Compter, tricher, voir son visage vieillir, rêver au fil du temps et vivre encore n’est pas un exercice facile. Voilà ce que Jean Raine m’avait dit en voyant les portraits. L’homme pourra-t-il retrouver le temps et les rythmes de la grande pulsation cosmique et avec eux atteindre à l’équilibre nécessaire à la survie ?
Mon besoin de rationalité m’induit à considérer la fiction comme un phénomène purement matériel qui trouve son origine dans la conscience d’exister en tant que moyen de création, d’invention, de construction, de destruction. Il est important d’affirmer que ces mécanismes opèrent dans des conditions de précarité du fait de la continuelle déperdition de matière due à une entropie. Il n’est pas impossible que dans le rêve et surtout dans le rêve éveillé, on puisse trouver l’énergie de dépasser l’étiage quasi végétatif, la dépense minimum de forces indispensables à l’existence de tout être vivant. En ce qui nous concerne, la vie sociale est un frein ; elle normalise à l’excès, tout en exigeant dans certains domaines une dépense d’énergie absolument hallucinante.
J’ai évalué avec beaucoup de circonspection les causes de ma souffrance. Pour cela, face aux troubles et au magma qui sourdent des profondeurs, je m’efforce de creuser pour capter et faire coexister des forces de dialectiquement contradictoires. Nulle évidence ne survit à la critique. En fait, rien ne se passe dans le monde extérieur, mais le paradoxe est que nous sommes extérieurs à nous mêmes. Extérieurs et mille fois plus intérieurs à la fois.

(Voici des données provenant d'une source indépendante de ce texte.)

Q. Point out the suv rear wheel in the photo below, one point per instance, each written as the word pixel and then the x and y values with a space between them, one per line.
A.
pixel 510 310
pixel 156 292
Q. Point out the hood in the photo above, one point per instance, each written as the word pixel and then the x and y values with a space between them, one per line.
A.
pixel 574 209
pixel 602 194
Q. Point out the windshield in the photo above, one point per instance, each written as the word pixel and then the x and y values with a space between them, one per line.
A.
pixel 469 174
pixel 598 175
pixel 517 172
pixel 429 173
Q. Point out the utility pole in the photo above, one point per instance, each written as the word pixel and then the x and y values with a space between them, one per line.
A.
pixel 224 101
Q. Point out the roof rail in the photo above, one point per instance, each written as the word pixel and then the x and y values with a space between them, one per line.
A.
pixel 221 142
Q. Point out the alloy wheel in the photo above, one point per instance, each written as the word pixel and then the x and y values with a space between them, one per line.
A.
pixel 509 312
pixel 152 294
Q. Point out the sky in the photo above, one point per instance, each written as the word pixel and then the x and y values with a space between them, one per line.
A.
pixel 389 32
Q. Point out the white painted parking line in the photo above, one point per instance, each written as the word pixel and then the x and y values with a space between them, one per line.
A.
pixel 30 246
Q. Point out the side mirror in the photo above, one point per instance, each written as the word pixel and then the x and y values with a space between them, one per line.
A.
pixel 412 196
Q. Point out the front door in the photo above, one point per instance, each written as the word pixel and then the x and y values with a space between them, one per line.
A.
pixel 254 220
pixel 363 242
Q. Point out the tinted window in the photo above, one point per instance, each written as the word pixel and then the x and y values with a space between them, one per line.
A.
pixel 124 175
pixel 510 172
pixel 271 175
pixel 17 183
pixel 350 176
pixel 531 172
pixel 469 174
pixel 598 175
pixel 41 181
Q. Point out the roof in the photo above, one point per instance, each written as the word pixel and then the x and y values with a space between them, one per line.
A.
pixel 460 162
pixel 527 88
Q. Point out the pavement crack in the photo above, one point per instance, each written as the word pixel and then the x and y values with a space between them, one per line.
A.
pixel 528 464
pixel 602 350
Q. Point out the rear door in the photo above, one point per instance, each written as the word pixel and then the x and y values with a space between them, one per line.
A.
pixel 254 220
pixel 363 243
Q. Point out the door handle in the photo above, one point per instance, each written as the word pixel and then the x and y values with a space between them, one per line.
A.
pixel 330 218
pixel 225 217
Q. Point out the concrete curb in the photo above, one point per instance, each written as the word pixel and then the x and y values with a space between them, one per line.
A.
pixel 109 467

J’en suis arrivé récemment à tenter de faire coexister harmonieusement les forces inquiétantes qui nous habitent et celles d’un univers qui n’est pas moins menaçant. Il faut accepter le conflit mais tirer parti de l’énergie des antagonismes. Si quelque apparence de finalité subsiste, c’est dans la conquête d’un inconnu qui nous est malgré tout familier. Pour être forts et créateurs, faut-il réduire ou étendre son territoire ? Il est en tous cas nécessaire de se situer, fusse précairement, dans l’évolution à laquelle nous participons. Ce qui nous préoccupe, est que cette évolution nous semble aléatoire et sans cesse menacée. Nous voulons humblement ETRE, après avoir été les conquérants d’une parcelle de survie.